July 12, 2020 Comments off

Here’s an op ed I wrote for our local newspaper on White Racism that will appear in Sunday’s Newspaper:

George Floyd’s killing jarred me. In the aftermath, I spent hours reading books and articles, participated in two online forums exploring race in our culture, filled some gaps in my knowledge of US history, and examining my own attitudes toward race by looking at my upbringing, Ultimately, I came to the unsettling conclusion that the benefits I received because I am White gave me an unearned and unfair advantage over people of color at every turn. I also concluded that the history I learned in school omitted some important and crucial details.

Growing up, I attended schools in different parts of the country. After moving three times during my early years of schooling, I attended Robert E. Lee Elementary School in Tulsa, Oklahoma for grades 4 through 6. Located on a tree-lined street in an older part of the city, the Lee School offered daily Art, Music, PE, and science in a lab designed for our age group. The school had a well-stocked library and an auditorium large enough to accommodate the entire student body. In 5th grade at the Lee School I was taught Oklahoma history. We learned about the Native Americans who “settled the state” after following the Trail of Tears; about the Land Rush of 1889 that opened the state to White settlers eager to start their own farms or open their own businesses; and, about Oklahoma’s economy based on cattle ranching and oil. We didn’t learn about how a White mob desroyed Tulsa’s “Black Wall Street” and murdered over 200 Black residents 36 years earlier in 1921 in a section of town roughly 30 blocks away from our school. Nor did we learn how the Native Americans who “migrated” to Oklahoma lost almost all of their reservation land over the next Century to the White settlers in the Land Rush or the oil companies whenever their territory was located above an oil field. We did, however, learn about the heroism of our school’s namesake, Confederate war hero General Robert E. Lee, each year in a school assembly.
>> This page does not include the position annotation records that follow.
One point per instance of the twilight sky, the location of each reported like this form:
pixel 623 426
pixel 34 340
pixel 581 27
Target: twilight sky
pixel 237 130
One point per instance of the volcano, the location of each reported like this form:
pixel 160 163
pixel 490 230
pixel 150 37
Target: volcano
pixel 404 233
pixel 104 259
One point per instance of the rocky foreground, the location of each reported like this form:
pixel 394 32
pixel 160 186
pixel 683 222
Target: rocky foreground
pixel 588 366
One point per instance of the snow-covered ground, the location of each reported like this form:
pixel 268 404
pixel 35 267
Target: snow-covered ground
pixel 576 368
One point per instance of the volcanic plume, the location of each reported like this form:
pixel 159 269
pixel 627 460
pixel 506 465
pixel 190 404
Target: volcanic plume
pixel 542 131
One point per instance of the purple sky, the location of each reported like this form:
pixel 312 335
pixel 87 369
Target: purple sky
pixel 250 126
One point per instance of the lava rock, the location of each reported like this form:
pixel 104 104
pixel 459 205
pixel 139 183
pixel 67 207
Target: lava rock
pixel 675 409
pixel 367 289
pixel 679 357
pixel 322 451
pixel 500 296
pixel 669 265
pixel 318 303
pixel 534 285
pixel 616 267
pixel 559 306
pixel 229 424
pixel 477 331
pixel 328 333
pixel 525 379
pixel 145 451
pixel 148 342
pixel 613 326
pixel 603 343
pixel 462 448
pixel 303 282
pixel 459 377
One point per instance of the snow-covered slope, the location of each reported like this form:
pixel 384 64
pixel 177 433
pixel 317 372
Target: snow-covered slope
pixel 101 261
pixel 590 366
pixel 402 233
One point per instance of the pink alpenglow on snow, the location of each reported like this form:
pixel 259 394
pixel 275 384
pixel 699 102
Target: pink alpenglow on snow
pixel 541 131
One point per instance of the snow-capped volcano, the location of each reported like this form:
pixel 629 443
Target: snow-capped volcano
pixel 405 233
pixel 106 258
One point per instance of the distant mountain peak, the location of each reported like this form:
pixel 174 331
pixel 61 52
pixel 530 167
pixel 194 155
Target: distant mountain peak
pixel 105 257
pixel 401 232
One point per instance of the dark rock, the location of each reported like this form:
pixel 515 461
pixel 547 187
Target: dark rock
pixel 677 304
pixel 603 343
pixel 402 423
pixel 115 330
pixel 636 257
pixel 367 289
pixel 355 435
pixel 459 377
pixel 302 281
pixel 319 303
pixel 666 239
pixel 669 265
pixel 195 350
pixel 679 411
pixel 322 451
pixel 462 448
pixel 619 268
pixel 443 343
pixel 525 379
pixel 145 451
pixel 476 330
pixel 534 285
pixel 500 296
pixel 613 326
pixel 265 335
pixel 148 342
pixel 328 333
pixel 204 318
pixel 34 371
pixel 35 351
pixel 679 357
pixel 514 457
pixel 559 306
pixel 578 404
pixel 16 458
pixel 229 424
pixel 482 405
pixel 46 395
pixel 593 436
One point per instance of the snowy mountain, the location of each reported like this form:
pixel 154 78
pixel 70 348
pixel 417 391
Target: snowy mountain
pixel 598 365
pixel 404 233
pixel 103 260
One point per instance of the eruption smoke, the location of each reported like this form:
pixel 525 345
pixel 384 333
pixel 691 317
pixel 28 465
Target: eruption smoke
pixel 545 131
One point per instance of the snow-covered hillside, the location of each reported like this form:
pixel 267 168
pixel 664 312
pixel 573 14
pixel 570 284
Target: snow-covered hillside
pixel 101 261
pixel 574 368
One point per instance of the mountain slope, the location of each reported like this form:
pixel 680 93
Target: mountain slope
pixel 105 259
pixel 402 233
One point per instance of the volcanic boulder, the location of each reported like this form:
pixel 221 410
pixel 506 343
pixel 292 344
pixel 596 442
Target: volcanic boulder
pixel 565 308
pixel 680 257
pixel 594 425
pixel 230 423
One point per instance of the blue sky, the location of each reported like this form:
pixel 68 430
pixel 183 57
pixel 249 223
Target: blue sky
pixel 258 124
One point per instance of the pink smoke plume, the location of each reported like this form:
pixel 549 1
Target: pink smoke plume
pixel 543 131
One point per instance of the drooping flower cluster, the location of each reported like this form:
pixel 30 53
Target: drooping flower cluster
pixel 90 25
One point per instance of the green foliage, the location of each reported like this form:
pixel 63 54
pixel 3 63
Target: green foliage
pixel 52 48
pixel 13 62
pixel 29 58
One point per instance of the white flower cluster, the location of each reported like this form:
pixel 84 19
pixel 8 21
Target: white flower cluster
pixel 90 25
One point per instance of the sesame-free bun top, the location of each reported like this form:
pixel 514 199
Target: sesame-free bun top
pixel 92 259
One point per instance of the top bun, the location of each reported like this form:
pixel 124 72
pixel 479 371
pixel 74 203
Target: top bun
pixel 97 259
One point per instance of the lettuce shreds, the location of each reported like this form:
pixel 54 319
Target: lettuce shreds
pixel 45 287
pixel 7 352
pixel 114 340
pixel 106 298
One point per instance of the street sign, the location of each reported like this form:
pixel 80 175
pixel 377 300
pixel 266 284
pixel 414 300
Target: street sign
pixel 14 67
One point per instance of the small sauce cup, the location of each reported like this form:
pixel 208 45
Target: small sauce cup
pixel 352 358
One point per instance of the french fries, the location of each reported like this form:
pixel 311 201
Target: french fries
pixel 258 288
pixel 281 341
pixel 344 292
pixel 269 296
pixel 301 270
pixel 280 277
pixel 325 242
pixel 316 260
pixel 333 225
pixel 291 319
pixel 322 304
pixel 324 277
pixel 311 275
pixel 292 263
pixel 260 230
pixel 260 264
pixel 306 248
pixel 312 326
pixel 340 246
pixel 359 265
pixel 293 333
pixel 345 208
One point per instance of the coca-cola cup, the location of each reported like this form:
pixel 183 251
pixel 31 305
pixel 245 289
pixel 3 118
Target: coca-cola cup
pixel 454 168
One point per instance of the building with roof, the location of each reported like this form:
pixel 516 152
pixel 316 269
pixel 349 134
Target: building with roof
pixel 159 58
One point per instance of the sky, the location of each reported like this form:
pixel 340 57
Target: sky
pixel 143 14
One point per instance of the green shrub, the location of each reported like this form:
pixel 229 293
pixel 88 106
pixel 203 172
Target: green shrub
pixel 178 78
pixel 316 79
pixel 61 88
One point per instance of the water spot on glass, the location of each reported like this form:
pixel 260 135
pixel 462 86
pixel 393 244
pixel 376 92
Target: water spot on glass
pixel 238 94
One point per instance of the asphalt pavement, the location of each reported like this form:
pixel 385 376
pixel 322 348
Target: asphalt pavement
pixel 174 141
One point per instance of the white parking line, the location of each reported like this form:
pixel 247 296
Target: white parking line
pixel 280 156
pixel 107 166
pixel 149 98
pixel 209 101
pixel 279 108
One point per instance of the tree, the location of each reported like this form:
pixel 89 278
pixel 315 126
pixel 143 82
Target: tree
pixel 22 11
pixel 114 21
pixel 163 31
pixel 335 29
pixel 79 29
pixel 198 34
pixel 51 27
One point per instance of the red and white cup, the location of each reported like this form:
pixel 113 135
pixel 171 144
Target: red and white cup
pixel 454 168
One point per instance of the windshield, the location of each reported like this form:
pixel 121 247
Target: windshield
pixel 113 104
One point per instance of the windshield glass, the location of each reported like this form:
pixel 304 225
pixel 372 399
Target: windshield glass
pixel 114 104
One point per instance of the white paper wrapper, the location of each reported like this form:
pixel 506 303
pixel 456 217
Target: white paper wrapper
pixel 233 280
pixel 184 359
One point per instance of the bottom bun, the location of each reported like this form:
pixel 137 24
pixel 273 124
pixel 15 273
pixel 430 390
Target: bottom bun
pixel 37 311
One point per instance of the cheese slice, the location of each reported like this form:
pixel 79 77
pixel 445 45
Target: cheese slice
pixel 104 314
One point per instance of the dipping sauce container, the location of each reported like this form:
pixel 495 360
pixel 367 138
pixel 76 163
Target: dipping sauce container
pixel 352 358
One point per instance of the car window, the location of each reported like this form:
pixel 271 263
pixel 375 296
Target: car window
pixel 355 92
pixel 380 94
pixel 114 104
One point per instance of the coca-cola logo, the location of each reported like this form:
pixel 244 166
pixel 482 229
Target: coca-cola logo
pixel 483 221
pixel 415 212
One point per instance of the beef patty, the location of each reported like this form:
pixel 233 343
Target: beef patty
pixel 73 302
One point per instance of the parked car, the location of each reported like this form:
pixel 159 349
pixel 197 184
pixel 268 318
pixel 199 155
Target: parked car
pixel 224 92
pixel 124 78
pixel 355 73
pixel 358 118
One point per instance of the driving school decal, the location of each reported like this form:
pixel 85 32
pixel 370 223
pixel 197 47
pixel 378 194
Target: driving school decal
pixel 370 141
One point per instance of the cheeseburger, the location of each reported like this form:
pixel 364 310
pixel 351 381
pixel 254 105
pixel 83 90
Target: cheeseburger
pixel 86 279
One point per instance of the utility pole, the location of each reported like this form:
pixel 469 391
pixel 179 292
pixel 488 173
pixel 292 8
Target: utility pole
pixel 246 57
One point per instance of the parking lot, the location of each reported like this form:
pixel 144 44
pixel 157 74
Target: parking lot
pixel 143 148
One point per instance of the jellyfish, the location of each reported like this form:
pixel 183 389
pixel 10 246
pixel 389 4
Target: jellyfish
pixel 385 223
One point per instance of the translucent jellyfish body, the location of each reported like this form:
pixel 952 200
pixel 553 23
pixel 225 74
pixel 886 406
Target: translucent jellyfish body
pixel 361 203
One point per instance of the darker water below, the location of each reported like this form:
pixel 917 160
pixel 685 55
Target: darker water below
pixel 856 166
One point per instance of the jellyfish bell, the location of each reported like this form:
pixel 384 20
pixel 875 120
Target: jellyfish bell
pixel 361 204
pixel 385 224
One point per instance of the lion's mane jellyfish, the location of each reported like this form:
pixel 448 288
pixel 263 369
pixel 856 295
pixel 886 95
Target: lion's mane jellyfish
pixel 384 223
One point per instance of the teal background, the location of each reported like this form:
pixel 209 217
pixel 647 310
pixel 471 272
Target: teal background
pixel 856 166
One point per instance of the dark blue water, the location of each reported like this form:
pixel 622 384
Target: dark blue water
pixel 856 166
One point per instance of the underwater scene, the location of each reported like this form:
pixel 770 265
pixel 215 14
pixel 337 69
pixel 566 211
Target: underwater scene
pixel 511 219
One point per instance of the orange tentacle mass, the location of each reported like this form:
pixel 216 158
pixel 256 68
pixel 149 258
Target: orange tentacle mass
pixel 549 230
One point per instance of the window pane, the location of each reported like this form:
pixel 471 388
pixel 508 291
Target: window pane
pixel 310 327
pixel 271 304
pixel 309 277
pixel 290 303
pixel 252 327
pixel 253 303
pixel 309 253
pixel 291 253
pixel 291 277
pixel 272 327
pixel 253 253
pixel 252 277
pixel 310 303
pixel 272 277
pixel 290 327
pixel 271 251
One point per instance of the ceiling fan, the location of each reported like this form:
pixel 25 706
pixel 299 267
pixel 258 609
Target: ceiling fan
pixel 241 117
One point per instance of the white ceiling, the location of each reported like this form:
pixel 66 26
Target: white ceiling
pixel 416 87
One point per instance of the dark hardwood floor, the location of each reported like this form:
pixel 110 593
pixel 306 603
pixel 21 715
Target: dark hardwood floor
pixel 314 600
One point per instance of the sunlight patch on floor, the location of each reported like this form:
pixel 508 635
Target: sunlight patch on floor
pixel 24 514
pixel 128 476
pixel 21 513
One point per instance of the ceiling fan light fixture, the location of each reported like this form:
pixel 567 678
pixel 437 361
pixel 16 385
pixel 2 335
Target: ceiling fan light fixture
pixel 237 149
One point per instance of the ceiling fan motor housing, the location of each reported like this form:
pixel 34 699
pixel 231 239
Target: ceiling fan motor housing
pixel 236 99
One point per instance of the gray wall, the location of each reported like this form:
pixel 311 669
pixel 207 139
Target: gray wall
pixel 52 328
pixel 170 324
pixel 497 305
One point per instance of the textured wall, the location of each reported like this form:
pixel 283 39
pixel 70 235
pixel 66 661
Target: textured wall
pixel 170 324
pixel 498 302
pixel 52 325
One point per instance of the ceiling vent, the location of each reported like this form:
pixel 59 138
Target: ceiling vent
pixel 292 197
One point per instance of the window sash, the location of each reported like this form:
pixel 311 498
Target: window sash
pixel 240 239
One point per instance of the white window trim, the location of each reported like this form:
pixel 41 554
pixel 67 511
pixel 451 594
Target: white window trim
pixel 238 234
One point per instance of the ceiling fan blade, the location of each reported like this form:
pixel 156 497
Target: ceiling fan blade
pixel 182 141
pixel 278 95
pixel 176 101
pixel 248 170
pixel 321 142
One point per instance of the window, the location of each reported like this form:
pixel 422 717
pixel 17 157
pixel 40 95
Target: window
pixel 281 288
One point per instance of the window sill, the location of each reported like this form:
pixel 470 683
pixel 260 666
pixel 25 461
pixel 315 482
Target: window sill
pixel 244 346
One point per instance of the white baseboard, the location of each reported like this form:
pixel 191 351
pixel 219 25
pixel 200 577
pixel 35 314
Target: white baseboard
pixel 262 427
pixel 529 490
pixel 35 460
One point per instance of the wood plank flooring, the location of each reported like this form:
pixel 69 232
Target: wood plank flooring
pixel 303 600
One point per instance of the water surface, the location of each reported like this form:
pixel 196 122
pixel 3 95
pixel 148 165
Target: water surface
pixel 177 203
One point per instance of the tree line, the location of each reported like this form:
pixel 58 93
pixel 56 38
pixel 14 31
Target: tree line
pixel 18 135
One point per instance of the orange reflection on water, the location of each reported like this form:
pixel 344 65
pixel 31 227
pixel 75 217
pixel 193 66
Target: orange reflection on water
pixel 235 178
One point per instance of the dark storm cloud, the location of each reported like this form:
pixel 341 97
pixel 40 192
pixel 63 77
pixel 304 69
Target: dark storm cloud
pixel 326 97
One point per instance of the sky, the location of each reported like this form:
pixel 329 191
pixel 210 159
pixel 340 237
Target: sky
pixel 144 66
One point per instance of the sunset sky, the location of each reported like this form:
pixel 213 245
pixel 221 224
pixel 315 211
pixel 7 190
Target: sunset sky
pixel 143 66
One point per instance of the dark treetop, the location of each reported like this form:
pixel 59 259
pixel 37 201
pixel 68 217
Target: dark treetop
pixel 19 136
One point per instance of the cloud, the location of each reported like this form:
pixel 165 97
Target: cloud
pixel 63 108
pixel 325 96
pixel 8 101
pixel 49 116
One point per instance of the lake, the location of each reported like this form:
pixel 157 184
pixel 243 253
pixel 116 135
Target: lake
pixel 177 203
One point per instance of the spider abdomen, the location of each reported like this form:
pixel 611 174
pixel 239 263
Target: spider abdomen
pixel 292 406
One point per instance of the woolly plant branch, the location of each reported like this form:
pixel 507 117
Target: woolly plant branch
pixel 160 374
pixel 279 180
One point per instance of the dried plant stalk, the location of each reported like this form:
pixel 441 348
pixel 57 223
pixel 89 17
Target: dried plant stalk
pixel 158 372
I spent all of my junior and senior high school years in West Chester, Pennsylvania, during the height of the Civil Rights era. A small college town outside of Wilmington, Delaware, West Chester’s schools and public swimming areas did not fully integrate until the mid-1950s. The Blacks in West Chester almost all lived in the same neighborhood and almost all worked in what we now euphemistically call “essential jobs”. Roughly 10% of the 600 students who graduated with me in 1965 were Black yet only one of them was enrolled in the college preparatory classes I took. There were three Black teachers that I recall seeing in the school during my six years of junior high and high school. When it came to history, we covered the traditional topics: explorers, the Revolutionary War, the work of the Founding Fathers, and a long sequence of names and dates. We DID learn that the Civil War resulted in the freeing of the slaves in the South, but the two times I took American History we skipped Reconstruction and went right to World War I.

As I examined my upbringing in Tulsa and West Chester in the 1950s and early 1960s, I see that I clearly benefitted from being White. Had I been Black in Tulsa I would not have attended Lee School, whose attendance zone was drawn so that it served only White neighborhoods. Had I been Black in Tulsa I would not have been able to play ball with my friends in the leafy city parks reserved for Whites, or been able to earn money delivering newspapers in my all-White neighborhood. Had I been Black in West Chester, Pennsylvania it is unlikely that homeowners in my all White suburban subdivision would answer the door when I was fundraising for school clubs, little leagues, or Boy Scouts. I doubt even more that they would have become lawnmowing customers throughout my high school years, customers whose support helped me to earn enough money to pay for my freshman year in college. Finally, based on what I observed, had I been Black in West Chester it is unlikely that I would have been assigned to the college prep classes I took.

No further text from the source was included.